The roundabout way I thought of to calculate minimum or maximum depends on the Select expression from the Entities profile, which isn't part of your function definition. However, Select and the other quantified expressions have embedded Expression elements and so would need new rewrites for use in function definitions in order to exclude designators and selectors.

In any case, I can bypass the prohibition on attribute designator and selector elements by using the attribute-designator and attribute-selector functions from the Entities profile.

[steven-legg]

@cdanger What is the rationale for excluding attribute designators and selectors? Is it because they would be hidden inputs to the function? Perhaps a different name is in order, e.g., method, because designators would be very useful. A policy writer can always choose not to use designators.

[cdanger]

Because I have this hard habit to use the term "function" only for pure functions, which have nice properties that functional programmers would expect (output depends only on input, no side effects). As I had the impression that all functions in the XACML core spec were pure functions, I assumed this was implicit. But checking again... I was wrong :-( . At least access-permitted (which I don't use) is impure, and so are the attribute-designator and attribute-selector (new to me) that you mentioned earlier. Sorry for the confusion.

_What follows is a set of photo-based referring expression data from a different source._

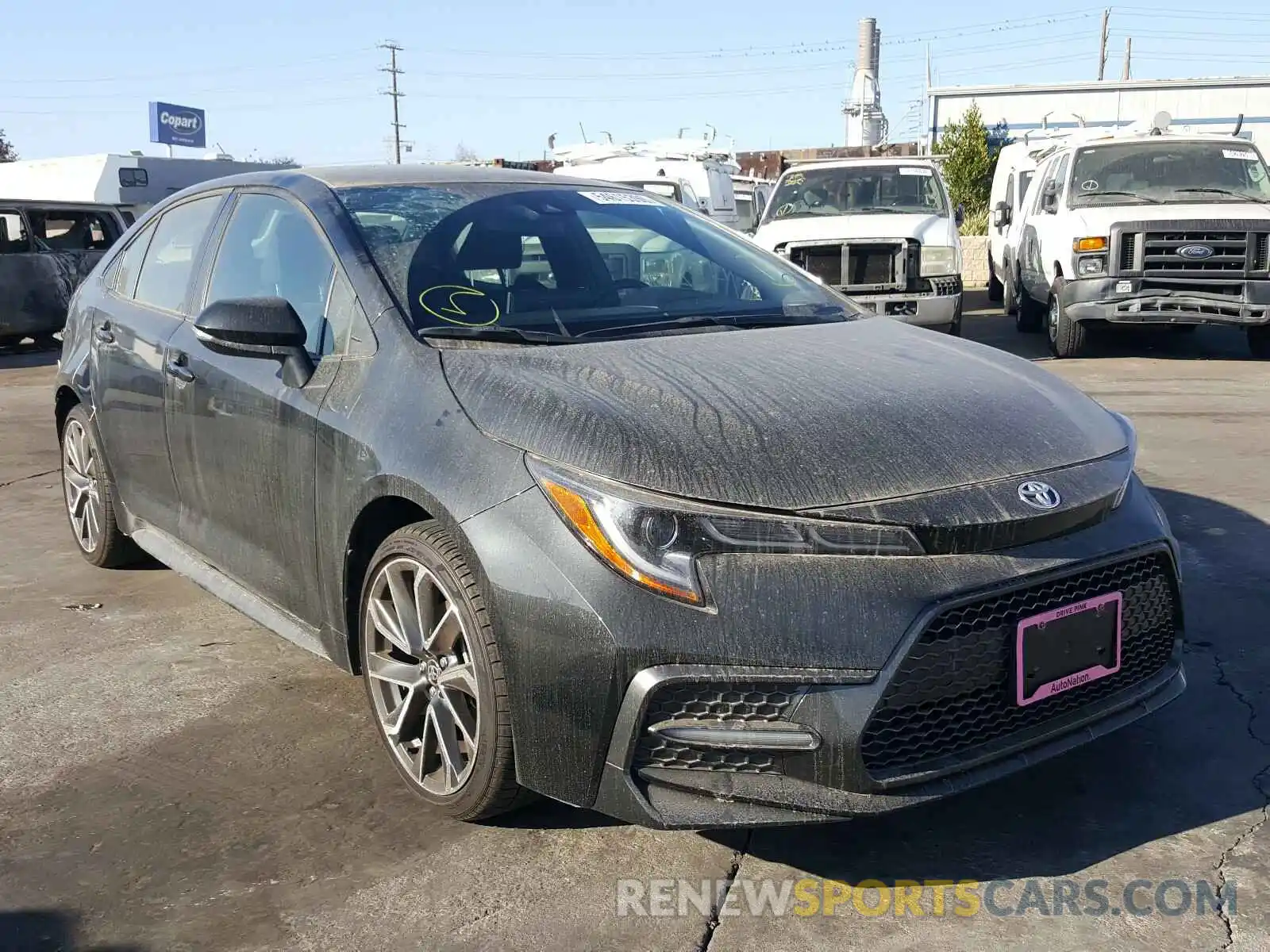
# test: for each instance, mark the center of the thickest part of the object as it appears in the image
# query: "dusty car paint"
(272, 497)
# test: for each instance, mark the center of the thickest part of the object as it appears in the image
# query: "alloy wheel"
(423, 679)
(82, 482)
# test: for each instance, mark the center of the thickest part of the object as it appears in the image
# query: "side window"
(127, 266)
(272, 249)
(74, 230)
(169, 260)
(14, 239)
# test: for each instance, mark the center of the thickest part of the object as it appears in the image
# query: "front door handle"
(177, 367)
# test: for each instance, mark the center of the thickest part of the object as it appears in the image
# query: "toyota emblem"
(1039, 495)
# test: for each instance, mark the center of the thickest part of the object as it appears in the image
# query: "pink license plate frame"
(1075, 679)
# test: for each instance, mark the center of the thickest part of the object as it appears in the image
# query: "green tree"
(969, 163)
(8, 154)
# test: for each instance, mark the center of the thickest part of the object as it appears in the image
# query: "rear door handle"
(177, 367)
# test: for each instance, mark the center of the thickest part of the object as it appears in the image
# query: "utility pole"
(397, 97)
(1103, 46)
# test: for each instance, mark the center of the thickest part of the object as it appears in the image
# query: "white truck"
(692, 173)
(879, 230)
(1146, 228)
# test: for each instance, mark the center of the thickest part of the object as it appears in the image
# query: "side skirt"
(186, 562)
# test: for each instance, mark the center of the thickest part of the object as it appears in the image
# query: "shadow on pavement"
(1193, 763)
(48, 931)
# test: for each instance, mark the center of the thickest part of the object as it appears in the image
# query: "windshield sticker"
(622, 198)
(461, 305)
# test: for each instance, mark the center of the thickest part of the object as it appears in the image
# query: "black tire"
(996, 290)
(1029, 315)
(489, 787)
(1259, 342)
(111, 549)
(1067, 338)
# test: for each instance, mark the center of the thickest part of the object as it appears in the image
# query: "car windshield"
(537, 263)
(1159, 171)
(854, 190)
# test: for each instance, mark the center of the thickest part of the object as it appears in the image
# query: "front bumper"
(1134, 301)
(856, 651)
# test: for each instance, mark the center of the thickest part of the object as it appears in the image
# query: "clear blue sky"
(302, 79)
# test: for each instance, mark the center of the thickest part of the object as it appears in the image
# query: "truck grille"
(713, 701)
(952, 693)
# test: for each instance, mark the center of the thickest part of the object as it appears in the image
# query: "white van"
(1146, 228)
(879, 230)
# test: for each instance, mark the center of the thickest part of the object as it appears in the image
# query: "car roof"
(387, 175)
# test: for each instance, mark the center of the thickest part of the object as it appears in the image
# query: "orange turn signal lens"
(578, 512)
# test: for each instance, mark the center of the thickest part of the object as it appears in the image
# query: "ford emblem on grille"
(1195, 253)
(1039, 495)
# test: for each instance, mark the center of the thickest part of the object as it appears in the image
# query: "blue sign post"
(178, 126)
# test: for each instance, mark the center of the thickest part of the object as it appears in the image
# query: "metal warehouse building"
(1195, 106)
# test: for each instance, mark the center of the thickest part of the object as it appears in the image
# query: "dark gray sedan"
(606, 503)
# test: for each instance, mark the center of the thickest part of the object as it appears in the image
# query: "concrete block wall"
(975, 260)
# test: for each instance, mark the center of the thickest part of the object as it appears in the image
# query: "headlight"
(937, 259)
(1089, 266)
(1133, 455)
(654, 541)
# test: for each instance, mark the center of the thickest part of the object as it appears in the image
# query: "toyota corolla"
(605, 503)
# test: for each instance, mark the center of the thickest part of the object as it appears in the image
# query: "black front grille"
(822, 260)
(1229, 258)
(954, 692)
(711, 701)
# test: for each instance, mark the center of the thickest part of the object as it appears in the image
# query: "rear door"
(243, 442)
(148, 292)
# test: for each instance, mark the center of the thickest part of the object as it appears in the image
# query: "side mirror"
(1049, 198)
(258, 327)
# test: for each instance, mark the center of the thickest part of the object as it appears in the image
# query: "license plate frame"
(1067, 622)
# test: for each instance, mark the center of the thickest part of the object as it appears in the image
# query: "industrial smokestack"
(865, 48)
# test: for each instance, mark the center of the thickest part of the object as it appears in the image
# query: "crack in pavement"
(32, 476)
(1259, 785)
(722, 898)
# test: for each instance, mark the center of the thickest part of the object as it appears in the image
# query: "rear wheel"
(1067, 338)
(90, 497)
(1259, 342)
(435, 676)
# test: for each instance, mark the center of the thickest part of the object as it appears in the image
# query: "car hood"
(791, 418)
(1099, 220)
(927, 228)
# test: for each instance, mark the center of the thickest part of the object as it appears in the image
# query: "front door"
(243, 442)
(148, 290)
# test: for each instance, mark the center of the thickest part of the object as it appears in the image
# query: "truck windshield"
(1159, 171)
(857, 190)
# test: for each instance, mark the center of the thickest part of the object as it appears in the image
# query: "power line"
(397, 97)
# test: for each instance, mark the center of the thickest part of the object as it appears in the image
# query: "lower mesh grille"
(954, 691)
(713, 701)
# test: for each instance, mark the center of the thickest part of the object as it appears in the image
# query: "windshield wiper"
(1223, 192)
(1115, 192)
(498, 333)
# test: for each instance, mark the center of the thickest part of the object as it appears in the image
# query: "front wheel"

Maybe I should rename it to PureFunctionDefinition...

Anyway, if you are just looking for reusable expressions with attribute designators and selectors, it seems to me you can do it with GlobalVariableDefinitions already, and you don't need all this.

[steven-legg]

Anyway, if you are just looking for reusable expressions with attribute designators and selectors, it seems to me you can do it with GlobalVariableDefinitions already, and you don't need all this.

The current global variable proposal doesn't include parameterization, but it would be a useful addition. Parameterized global variable definitions would be a superset of pure, composite functions making pure, composite functions redundant complexity.

[cdanger]

Not the same guarantees though! (Due to the constraint of not depending on attributes / external variables internally - only input ones - or any external state). If I want to call a function / expression with the guarantees of determinism / predictability, no side effect, referential transparency (I can cache the result), immutability... then I want a pure function, not any variable expression. Also pure functions can be composed together (guarantees preserved), i.e. a composition of pure functions is a pure function.